If they’ve convinced those lawmakers in swing districts their passion is real — and could cost them their seats in the 2018 midterms — it could translate into a long-term Democratic victory over conservatives in setting the nation’s health care policy.
As President Donald Trump makes another push to repeal Obamacare around the 100-day mark of his tenure in office, House Speaker Paul Ryan and Republicans appear to have solved their problems with hardline conservatives but haven’t yet rounded up enough support from moderates to give Trump the 216 votes he needs.
Already, the White House’s hopes of a vote this week were dashed, with mostly moderate Republicans either opposing the measure or refusing to take a public position and Ryan saying he won’t move forward with a bill that’s at risk of being defeated on the House floor.
“What we’re seeing is that the famed negotiator can’t deliver,” House Democratic Caucus Chairman Joe Crowley of New York said at an event hosted by the liberal think tank Center for American Progress. “And the consequences are no longer limited to shareholders or investors. It’s the American people who suffer.”

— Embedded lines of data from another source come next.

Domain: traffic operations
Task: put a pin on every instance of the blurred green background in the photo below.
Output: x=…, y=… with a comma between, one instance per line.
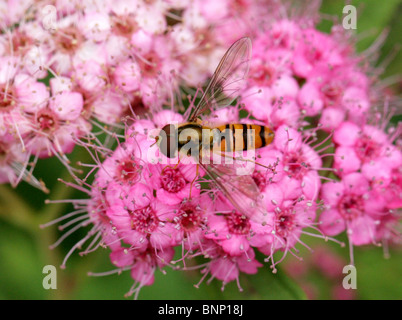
x=24, y=246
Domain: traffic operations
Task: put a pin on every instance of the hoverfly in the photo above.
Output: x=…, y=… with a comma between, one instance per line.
x=223, y=88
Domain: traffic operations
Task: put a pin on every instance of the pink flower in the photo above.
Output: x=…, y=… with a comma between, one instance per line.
x=173, y=185
x=346, y=203
x=366, y=148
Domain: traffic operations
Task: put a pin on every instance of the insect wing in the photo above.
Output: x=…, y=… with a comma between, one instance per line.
x=228, y=79
x=240, y=190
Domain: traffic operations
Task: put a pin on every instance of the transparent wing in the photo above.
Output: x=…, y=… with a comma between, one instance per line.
x=228, y=79
x=240, y=190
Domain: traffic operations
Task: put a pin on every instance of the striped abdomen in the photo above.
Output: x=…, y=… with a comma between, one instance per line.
x=241, y=137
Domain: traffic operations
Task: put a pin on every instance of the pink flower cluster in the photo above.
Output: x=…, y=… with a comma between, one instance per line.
x=65, y=66
x=333, y=165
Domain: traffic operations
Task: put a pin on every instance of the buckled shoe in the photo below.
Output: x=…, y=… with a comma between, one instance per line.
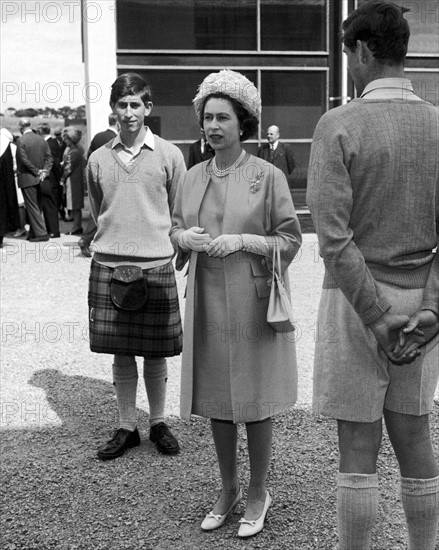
x=165, y=442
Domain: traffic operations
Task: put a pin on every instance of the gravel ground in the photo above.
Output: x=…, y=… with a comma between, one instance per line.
x=58, y=406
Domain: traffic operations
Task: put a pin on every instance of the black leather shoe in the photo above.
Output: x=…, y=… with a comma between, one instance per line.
x=121, y=441
x=165, y=442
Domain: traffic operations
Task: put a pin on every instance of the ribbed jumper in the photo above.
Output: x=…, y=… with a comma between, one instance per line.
x=373, y=192
x=133, y=203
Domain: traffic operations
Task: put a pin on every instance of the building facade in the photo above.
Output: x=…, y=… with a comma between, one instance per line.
x=290, y=49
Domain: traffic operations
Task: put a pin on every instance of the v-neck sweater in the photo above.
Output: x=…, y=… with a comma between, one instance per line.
x=373, y=192
x=132, y=203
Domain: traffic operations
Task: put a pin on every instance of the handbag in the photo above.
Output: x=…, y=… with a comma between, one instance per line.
x=279, y=313
x=128, y=288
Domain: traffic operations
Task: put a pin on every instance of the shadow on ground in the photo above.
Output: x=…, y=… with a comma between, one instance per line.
x=58, y=495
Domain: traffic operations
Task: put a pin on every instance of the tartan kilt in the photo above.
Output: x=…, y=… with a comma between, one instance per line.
x=152, y=331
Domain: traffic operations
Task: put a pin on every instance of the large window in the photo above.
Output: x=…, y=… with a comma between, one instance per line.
x=285, y=47
x=294, y=26
x=209, y=25
x=187, y=24
x=293, y=100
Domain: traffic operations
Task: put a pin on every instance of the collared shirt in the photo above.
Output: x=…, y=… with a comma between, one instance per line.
x=390, y=88
x=126, y=154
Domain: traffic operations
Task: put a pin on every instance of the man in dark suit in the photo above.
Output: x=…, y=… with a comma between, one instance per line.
x=57, y=149
x=100, y=139
x=199, y=150
x=278, y=153
x=50, y=186
x=34, y=162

While Trump and Ryan have the most on the line, the strategies and tactics that have driven the Democratic resistance to Trump — particularly on health care — in recent months also face a stress test.

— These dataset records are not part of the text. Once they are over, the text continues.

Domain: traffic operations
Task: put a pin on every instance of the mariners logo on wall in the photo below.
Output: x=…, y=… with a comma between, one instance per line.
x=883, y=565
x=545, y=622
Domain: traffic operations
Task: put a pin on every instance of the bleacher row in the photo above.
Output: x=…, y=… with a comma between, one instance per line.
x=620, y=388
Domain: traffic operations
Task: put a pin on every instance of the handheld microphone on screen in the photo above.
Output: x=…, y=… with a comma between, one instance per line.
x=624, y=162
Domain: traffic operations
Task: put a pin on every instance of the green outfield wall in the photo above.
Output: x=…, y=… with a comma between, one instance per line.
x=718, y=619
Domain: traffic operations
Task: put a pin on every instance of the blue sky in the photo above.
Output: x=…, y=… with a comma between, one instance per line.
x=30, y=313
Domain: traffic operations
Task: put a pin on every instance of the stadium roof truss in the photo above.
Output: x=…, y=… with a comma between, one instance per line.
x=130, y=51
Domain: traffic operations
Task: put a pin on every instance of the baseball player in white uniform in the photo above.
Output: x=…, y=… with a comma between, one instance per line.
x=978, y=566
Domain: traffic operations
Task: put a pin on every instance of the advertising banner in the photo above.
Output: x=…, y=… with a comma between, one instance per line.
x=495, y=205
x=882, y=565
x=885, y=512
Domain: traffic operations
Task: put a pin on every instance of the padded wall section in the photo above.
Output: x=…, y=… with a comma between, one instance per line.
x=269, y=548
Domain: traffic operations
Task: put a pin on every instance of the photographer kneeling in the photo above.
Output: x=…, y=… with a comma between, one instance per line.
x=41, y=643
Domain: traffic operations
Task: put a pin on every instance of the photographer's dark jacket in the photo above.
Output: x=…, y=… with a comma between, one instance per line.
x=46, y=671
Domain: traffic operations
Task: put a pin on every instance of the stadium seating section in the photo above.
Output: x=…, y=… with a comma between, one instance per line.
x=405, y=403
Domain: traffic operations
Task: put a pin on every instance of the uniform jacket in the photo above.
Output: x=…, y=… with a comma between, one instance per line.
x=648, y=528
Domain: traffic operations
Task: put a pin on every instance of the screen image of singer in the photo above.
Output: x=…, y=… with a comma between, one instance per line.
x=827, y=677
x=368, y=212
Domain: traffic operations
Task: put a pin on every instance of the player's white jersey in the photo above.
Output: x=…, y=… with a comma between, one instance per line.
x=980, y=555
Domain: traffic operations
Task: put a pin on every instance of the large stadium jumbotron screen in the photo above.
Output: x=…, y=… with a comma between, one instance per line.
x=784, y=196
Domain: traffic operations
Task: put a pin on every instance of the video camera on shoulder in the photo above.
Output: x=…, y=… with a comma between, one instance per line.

A deal that got hardline conservatives on board with Obamacare repeal-and-replace legislation they’d previously opposed has left the bill’s fate solely in the hands of more moderate Republicans.

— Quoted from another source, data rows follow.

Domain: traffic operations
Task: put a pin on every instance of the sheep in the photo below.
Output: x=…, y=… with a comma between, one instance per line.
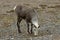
x=29, y=14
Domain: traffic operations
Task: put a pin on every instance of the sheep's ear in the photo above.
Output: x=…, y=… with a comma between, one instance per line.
x=39, y=26
x=20, y=7
x=9, y=11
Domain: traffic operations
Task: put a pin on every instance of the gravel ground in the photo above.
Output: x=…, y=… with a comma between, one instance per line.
x=49, y=20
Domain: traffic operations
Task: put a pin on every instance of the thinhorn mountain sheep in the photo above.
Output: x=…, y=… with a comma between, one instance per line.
x=29, y=14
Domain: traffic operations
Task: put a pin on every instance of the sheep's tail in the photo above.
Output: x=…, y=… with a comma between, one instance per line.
x=12, y=10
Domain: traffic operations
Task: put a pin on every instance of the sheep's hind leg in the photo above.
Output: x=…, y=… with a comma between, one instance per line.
x=18, y=22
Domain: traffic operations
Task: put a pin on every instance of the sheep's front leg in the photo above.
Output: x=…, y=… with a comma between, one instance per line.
x=28, y=28
x=18, y=22
x=31, y=28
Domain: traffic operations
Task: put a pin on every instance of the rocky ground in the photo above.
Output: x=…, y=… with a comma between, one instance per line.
x=49, y=20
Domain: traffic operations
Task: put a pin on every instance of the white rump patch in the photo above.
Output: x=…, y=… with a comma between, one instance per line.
x=35, y=23
x=14, y=8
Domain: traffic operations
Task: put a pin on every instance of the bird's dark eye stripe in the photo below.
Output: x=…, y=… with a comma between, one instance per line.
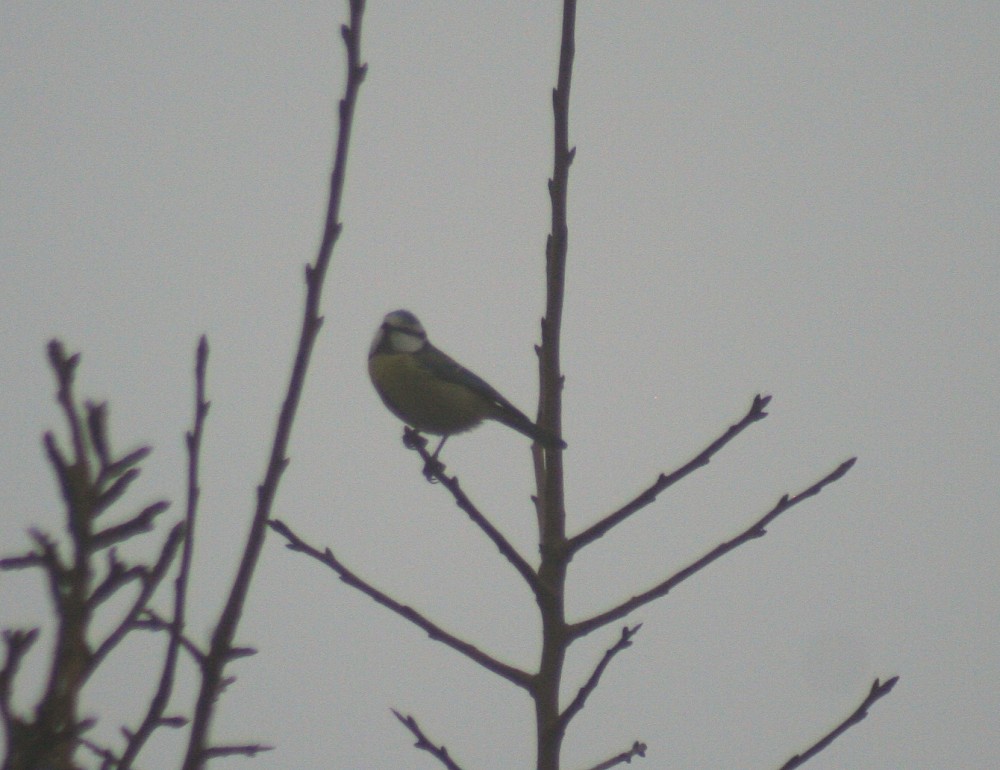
x=420, y=335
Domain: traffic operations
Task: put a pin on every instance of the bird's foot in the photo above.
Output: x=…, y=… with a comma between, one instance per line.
x=412, y=438
x=432, y=468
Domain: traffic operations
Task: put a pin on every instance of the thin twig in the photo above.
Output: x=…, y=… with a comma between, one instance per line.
x=423, y=743
x=589, y=535
x=212, y=670
x=755, y=530
x=158, y=703
x=625, y=758
x=150, y=581
x=878, y=690
x=435, y=471
x=508, y=672
x=624, y=641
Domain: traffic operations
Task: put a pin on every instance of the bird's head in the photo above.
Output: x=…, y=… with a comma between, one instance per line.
x=400, y=332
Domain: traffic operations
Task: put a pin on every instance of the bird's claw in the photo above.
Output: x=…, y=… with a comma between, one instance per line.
x=432, y=468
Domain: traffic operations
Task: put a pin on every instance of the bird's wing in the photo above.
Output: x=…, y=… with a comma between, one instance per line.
x=448, y=369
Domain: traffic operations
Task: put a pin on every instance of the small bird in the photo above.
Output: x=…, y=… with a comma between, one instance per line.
x=431, y=392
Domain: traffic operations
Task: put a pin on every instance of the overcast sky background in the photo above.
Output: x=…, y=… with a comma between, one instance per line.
x=794, y=199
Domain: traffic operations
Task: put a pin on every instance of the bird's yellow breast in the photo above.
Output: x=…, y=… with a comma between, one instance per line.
x=422, y=400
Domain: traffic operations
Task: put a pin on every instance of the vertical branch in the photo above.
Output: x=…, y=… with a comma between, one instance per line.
x=549, y=474
x=161, y=698
x=221, y=650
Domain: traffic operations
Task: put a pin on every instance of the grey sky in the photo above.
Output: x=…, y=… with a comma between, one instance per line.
x=784, y=198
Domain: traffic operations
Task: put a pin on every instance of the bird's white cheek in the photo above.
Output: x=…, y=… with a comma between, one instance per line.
x=404, y=343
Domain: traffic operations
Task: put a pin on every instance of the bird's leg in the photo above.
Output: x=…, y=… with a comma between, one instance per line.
x=433, y=465
x=412, y=438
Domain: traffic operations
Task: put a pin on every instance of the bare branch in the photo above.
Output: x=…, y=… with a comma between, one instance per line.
x=150, y=621
x=422, y=743
x=141, y=522
x=625, y=758
x=151, y=579
x=508, y=672
x=17, y=644
x=250, y=750
x=755, y=530
x=24, y=561
x=878, y=690
x=118, y=467
x=581, y=697
x=158, y=703
x=435, y=471
x=315, y=274
x=589, y=535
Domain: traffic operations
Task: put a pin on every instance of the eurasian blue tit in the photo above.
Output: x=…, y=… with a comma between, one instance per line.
x=431, y=392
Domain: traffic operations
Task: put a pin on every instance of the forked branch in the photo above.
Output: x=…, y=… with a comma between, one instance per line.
x=878, y=690
x=434, y=470
x=424, y=744
x=755, y=530
x=508, y=672
x=625, y=758
x=589, y=535
x=595, y=677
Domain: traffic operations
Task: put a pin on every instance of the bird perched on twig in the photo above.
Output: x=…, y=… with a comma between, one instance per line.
x=431, y=392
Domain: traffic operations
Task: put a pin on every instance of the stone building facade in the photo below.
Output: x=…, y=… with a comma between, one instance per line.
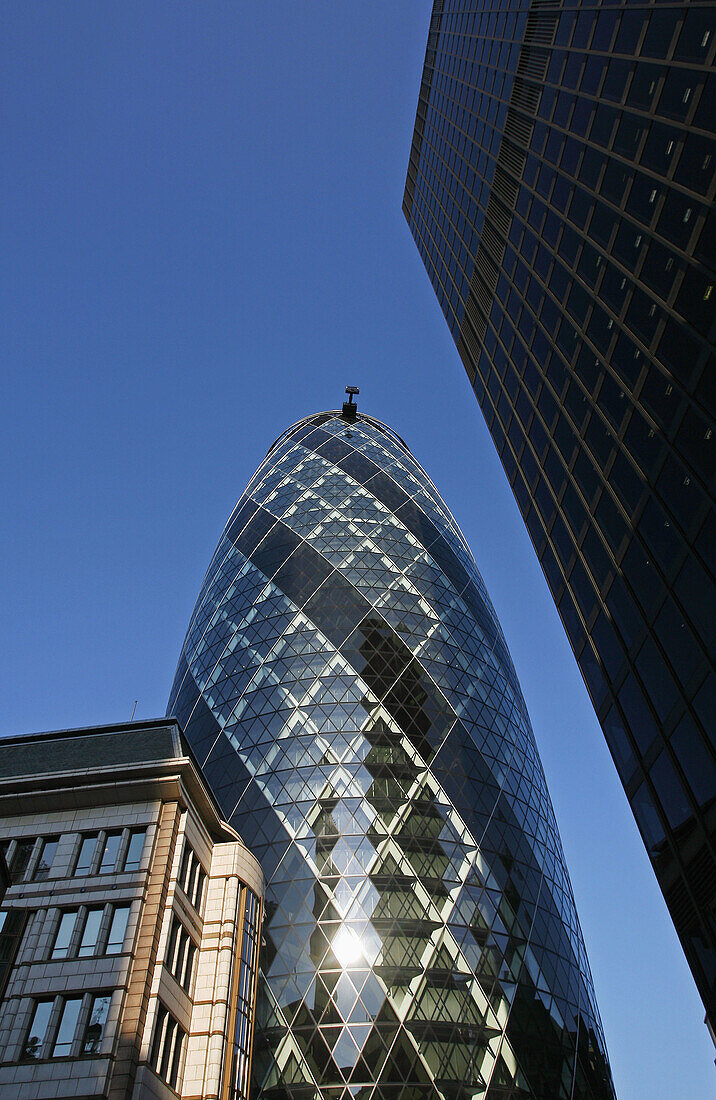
x=130, y=931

Those Republicans are the lawmakers who typically face the toughest re-election fights — and are the ones progressives have targeted most heavily through town hall protests and more.
“I spent the whole work period hearing from people pissed about pre-existing conditions,” one moderate lawmaker told CNN on Wednesday
The progressive groups leading these protests — Indivisible chapters, MoveOn.org and others — say they’ve seen signs of turning enough moderates to block Trump and Ryan from ever moving an Obamacare repeal.
“You have anonymous Republicans walking around the Capitol and telling reporters they’re scared to vote for Trumpcare because they’ll lose their job,” said Indivisible chief communications officer Sarah Dohl.
Pointing to moderate Republicans from Colorado and Pennsylvania who have recently announced they oppose the new legislation, Dohl said: “Just look at Mike Coffman, Pat Meehan, who were previously ‘yes’ or undecided on Trumpcare last time around and have now announced they’re opposed — these are two men who have been endlessly pressured by local groups of constituents at home. The pressure is working.”
Two moderate lawmakers who had supported an earlier version of the bill say a new one with tweaks to appease the Freedom Caucus could cost the GOP their support
Rep. Mario Diaz-Balart, R-Florida, said he is trying to understand how changes — in the form of a Rep. Tom MacArthur amendment — makes things better, but has some concerns.
“There are a lot of red flags,” he said.
Another moderate House Republican, Brian Mast of Florida, told CNN he’s undecided on the latest health care tweak, saying he still needed to read it. He was a “yes” on the last version of the bill.
The MacArthur amendment gives states broader ability to opt out of Obamacare regulations and roll back protections for individuals with pre-existing conditions.
Rep. Charlie Dent, a moderate Republican from Pennsylvania, called it “an exercise in blame shifting.”
To be sure, the left isn’t casting a potential vote on health care as a do-or-die moment — saying they’ll have an opportunity to force moderate Republicans to pay a price in the 2018 midterms if they do repeal Obamacare and replace it with a law that removes cost protections for those with pre-existing conditions, among other changes.
“You will see the impact of the resistance in one of two ways: either this bill will fail, or voters will send many of the Republicans who voted for this bill packing in 2018,” said Anna Galland, the executive director of MoveOn.org.
“We hope it’s the first,” Galland said, “but the second is possible too.”